Massachusetts voters support raising new revenue to make transportation investments, but a new poll shows they are divided over some of the key methods that lawmakers are weighing to generate funding.
While registered voters showed some support for other strategies such as increasing fees on ride-share services, a poll of 600 registered voters, released Friday by the MassINC Polling Group, revealed a split reception to a phased-in gas tax hike and majority opposition for a larger, all-at-once increase.
House leaders, who this week agreed to delay their planned fall debate until at least January, have said bumping up the state’s 24-cent-per-gallon gas tax will likely be a central component of the eventual package, arguing that every penny increase leads to another $35 million in revenue.
Gov. Charlie Baker opposes any gas tax hike, and the threat of his potential veto means legislators will likely need two thirds majority support in both chambers to enshrine an increase in state law.
Lawmakers last increased the state’s gas tax in 2013 by 3 cents. They also indexed it to increase alongside inflation, but voters repealed that measure by a ballot question one year later.
Forty-nine percent of voters in MassINC’s latest poll, which was sponsored by the Barr Foundation, supported raising the gas tax 5 cents three separate times over a six-year period, compared to 47 percent who opposed the idea and 5 percent who said they were undecided.
When asked about a single 15-cent increase, 52 percent opposed the idea and 43 percent supported it.
A MassINC poll conducted in August found 68 percent of respondents against a gas tax increase.
Despite their lack of enthusiasm for gas tax hikes and for expanding roadway tolls to highways that do not currently have them, voters surveyed backed several revenue-generating ideas that have been floated on Beacon Hill.
Nine of the 14 specific ideas researchers asked about during the Nov. 6-7 polling period received more support than opposition, seven of those by double-digit margins.
“As lawmakers tackle transportation funding for the second time this decade, most voters are on board with the need for both action and more revenue,” MassINC researchers wrote in a report explaining the poll results. “Despite different regions experiencing transportation stresses in different ways, there is widespread acceptance of the need to do something — and support for some ways, at least, of raising more money to do it.”
The most popular strategy in MassINC’s latest poll was collecting contributions from real estate development projects that are located near major highways or public transit and directing the money toward the infrastructure.
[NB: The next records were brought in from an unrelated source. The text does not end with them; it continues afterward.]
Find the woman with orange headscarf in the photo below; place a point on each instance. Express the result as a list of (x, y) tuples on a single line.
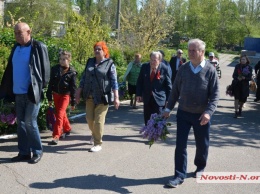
[(99, 87)]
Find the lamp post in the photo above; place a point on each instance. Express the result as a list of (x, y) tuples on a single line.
[(118, 18)]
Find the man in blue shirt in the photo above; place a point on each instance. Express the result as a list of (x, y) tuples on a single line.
[(196, 89)]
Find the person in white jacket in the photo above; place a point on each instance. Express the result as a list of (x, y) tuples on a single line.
[(131, 75)]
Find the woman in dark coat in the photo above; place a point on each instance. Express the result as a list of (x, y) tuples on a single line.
[(242, 75)]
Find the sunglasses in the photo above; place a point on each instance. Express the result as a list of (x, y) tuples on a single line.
[(97, 49)]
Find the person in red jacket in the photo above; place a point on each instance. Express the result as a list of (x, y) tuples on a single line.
[(62, 90)]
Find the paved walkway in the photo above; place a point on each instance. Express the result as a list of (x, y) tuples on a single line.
[(127, 165)]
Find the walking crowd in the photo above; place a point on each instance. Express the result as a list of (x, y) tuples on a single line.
[(192, 84)]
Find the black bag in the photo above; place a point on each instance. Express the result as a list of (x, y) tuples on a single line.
[(230, 88), (108, 98)]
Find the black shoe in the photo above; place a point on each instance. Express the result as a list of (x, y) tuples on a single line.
[(36, 158), (198, 173), (54, 142), (20, 158), (175, 182)]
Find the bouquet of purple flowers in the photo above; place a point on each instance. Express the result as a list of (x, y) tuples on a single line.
[(157, 128)]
There was 73 percent support for that idea and only 18 percent opposition.
Voters were interested in the Transportation and Climate Initiative, a cap-and-invest system Massachusetts leaders are developing alongside a dozen other states that will likely increase prices at the pump and reduce carbon emissions. Sixty-two percent said they support the program, compared to 30 percent who do not.
Fifty-six percent of those polled backed a “managed lane” system where existing lanes would be converted to tolled so that some drivers could pay for a faster trip. Thirty-five percent opposed that proposal. Gov. Charlie Baker has expressed interest in a similar idea, though cautioned that it would not be possible to convert free lanes into priced ones.
Voters also endorsed imposing tolls at state borders 50 percent to 41 percent and, with 51 percent support and 38 percent opposition, increasing trip fees on transportation network companies such as Uber and Lyft.
They were split on the proposal of congestion pricing, where tolls are altered to affect commuting behavior: a large majority supported reducing tolls at off-peak times, while only 46 percent supported increasing those prices at rush hour.
A range of stakeholders have called on lawmakers to address ubiquitous traffic congestion and an aging transit network, particularly in the wake of an MBTA derailment that imposed months of delays and chronic traffic congestion problems in Massachusetts.
MassINC’s poll found 71 percent of respondents agreed that “action is urgently needed to improve the state’s transportation system.” Seventy-seven percent strongly or somewhat supported the general push for new transportation revenue compared to 15 percent who were opposed.
However, 49 percent of respondents also said they believe the state has the money it needs for transportation and only needs to spend it well compared to 39 percent who said more money is necessary regardless.
Democratic House leadership said for months they planned to take up the topic this fall, but House Speaker Robert DeLeo told the News Service Thursday the debate would now take place in early 2020.